The Google TV session is just a talk, not a lab. Based on a show of hands, it seems that the ratio of Android to web developers in the room is about three to one. It’s clear that this talk is much more focused on Android development for Google TV, which has not been possible for regular developers yet. And they aren’t going to announce any way to do it today. Guess that’s for one of the keynotes at Google IO this week. The Wednesday session on developing Android apps for Google TV is sure to tell how to deploy these apps.
Google TV isn’t intended to replace your cable connection; it’s to bring new content to your TV. (Of course, lots of people I know want to replace the cable connection for existing content, and I think that’s inevitable. But I guess Google doesn’t want to pick a fight with the entrenched providers. Yet.)
We’re not going to hear about the next version of Google TV, but there are allusions to it, and how it has taken the feedback from the first year to heart. The current Google TV is like the G1 Android phone – a first generation to prove what does and does not work.

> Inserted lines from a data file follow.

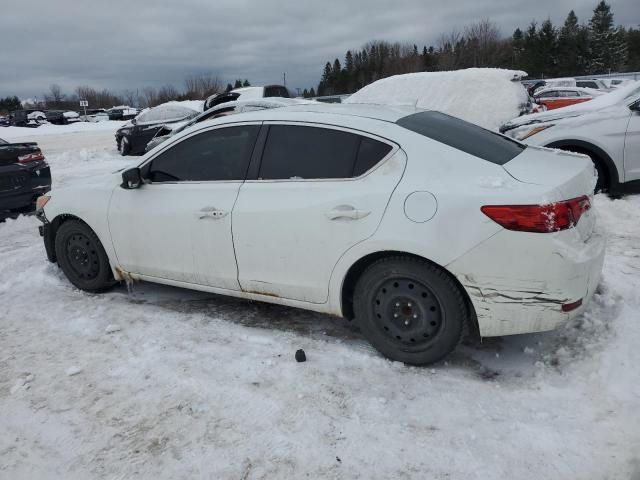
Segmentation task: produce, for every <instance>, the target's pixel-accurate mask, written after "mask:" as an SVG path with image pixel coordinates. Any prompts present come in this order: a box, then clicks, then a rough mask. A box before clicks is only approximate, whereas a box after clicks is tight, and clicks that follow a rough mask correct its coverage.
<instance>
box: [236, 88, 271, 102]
mask: <svg viewBox="0 0 640 480" xmlns="http://www.w3.org/2000/svg"><path fill="white" fill-rule="evenodd" d="M230 93H239V94H240V95H241V96H242V99H243V100H251V99H254V98H262V97H264V87H243V88H234V89H233V90H231V92H230Z"/></svg>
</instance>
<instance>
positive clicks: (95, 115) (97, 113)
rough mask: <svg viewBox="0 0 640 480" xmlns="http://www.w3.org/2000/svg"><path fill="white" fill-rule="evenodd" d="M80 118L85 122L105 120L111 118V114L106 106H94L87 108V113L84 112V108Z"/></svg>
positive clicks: (91, 121)
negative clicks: (105, 107) (96, 107)
mask: <svg viewBox="0 0 640 480" xmlns="http://www.w3.org/2000/svg"><path fill="white" fill-rule="evenodd" d="M80 119H81V120H82V121H83V122H91V123H96V122H104V121H105V120H109V114H108V113H107V111H106V110H105V109H104V108H93V109H91V110H89V109H87V112H86V113H85V112H84V110H83V111H82V114H81V115H80Z"/></svg>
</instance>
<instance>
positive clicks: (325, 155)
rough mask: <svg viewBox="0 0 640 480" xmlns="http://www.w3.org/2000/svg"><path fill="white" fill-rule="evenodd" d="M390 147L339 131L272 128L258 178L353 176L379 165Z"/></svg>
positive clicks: (293, 127)
mask: <svg viewBox="0 0 640 480" xmlns="http://www.w3.org/2000/svg"><path fill="white" fill-rule="evenodd" d="M391 148H392V147H391V146H390V145H388V144H385V143H382V142H379V141H377V140H373V139H369V138H366V137H362V136H360V135H357V134H354V133H349V132H344V131H341V130H333V129H329V128H319V127H307V126H294V125H272V126H271V127H270V128H269V135H268V137H267V141H266V144H265V147H264V152H263V155H262V163H261V165H260V173H259V175H258V177H259V178H260V179H264V180H285V179H329V178H352V177H357V176H360V175H362V174H363V173H365V172H366V171H367V170H369V169H370V168H372V167H373V166H374V165H376V164H377V163H378V162H380V160H382V159H383V158H384V157H385V156H386V155H387V154H388V153H389V152H390V151H391Z"/></svg>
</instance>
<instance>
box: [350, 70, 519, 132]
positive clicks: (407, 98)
mask: <svg viewBox="0 0 640 480" xmlns="http://www.w3.org/2000/svg"><path fill="white" fill-rule="evenodd" d="M524 76H526V73H525V72H522V71H519V70H505V69H502V68H467V69H463V70H455V71H449V72H419V73H406V74H403V75H394V76H392V77H387V78H383V79H381V80H378V81H376V82H373V83H371V84H369V85H367V86H365V87H363V88H362V89H360V90H358V91H357V92H356V93H354V94H353V95H351V96H350V97H349V98H347V99H346V100H345V101H344V102H343V103H374V104H380V105H411V106H415V107H418V108H423V109H425V110H437V111H440V112H443V113H446V114H449V115H452V116H454V117H458V118H462V119H463V120H466V121H468V122H472V123H475V124H477V125H480V126H482V127H484V128H488V129H491V130H498V128H500V126H501V125H503V124H504V123H506V122H508V121H509V120H511V119H512V118H514V117H517V116H518V115H520V111H521V110H522V108H523V106H524V105H525V104H526V103H527V101H528V98H529V96H528V94H527V91H526V90H525V88H524V87H523V86H522V84H521V83H520V82H518V81H513V80H514V78H522V77H524Z"/></svg>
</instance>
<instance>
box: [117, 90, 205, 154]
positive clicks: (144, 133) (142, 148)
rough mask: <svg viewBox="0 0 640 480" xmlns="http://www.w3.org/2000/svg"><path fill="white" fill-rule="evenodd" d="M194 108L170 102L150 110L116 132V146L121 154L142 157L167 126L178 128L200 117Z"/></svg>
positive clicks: (168, 102)
mask: <svg viewBox="0 0 640 480" xmlns="http://www.w3.org/2000/svg"><path fill="white" fill-rule="evenodd" d="M198 113H199V112H198V111H197V110H194V109H193V108H190V107H187V106H185V105H181V104H180V103H179V102H168V103H165V104H162V105H158V106H157V107H153V108H149V109H147V110H144V111H143V112H142V113H140V114H139V115H138V116H137V117H135V118H133V119H131V121H130V122H127V123H126V124H125V125H123V126H122V127H120V128H119V129H118V130H117V131H116V144H117V146H118V150H119V151H120V154H121V155H123V156H126V155H140V154H142V153H144V152H145V148H146V146H147V143H149V141H150V140H151V139H152V138H153V137H154V136H155V134H156V133H157V132H158V131H159V130H160V129H162V128H163V127H165V126H166V125H174V126H178V125H179V124H182V123H184V122H187V121H188V120H190V119H192V118H193V117H195V116H196V115H198Z"/></svg>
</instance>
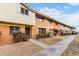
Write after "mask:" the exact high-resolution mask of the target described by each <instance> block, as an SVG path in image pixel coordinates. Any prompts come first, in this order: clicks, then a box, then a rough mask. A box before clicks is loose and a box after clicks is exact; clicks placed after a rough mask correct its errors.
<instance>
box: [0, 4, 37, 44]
mask: <svg viewBox="0 0 79 59" xmlns="http://www.w3.org/2000/svg"><path fill="white" fill-rule="evenodd" d="M33 25H35V13H34V12H33V11H31V10H29V8H28V7H27V6H26V5H25V4H23V3H20V4H19V3H9V4H8V3H2V4H0V43H12V42H13V37H12V33H14V32H19V31H20V32H22V33H26V34H27V35H28V36H29V38H30V37H31V34H32V33H31V30H32V26H33Z"/></svg>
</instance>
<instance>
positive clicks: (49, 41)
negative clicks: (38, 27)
mask: <svg viewBox="0 0 79 59" xmlns="http://www.w3.org/2000/svg"><path fill="white" fill-rule="evenodd" d="M63 38H64V36H58V37H57V36H53V37H48V38H40V39H37V40H38V41H39V42H43V43H46V44H48V45H53V44H55V43H57V42H59V41H61V40H62V39H63Z"/></svg>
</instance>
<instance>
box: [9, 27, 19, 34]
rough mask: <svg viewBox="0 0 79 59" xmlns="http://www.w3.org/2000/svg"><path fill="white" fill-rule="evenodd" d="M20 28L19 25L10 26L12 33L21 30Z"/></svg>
mask: <svg viewBox="0 0 79 59" xmlns="http://www.w3.org/2000/svg"><path fill="white" fill-rule="evenodd" d="M19 29H20V28H19V27H16V26H10V34H13V33H17V32H19Z"/></svg>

So what’s different in developing for Google TV instead of mobile platforms? There’s no touch screen, but there is a mouse (or mouse-like device). There are only two important resolutions (1920 by 1080 and 1280 by 720), and only a landscape orientation. And large icons, controls, and especially, large font sizes work best. Don’t overload the users with too much information. Even though we will focus on developing Android apps for Google TV, the speakers emphasize that Web apps are very often an excellent choice there.
You develop Android apps for Google TV with the same tools as developing for mobile. You can configure the project parameters and emulators to have the same characteristics as a TV, using version 7 of the Android APIs and HDPI or XHDPI for screen resolution. The “abstracted density” they recommend is 231 dpi. The real density is much lower, but you view the screen from much further away so the density appears higher. And thanks to TV overscan (a holdover from CRTs) you probably won’t see the whole screen, losing perhaps 10% of the screen at the edges.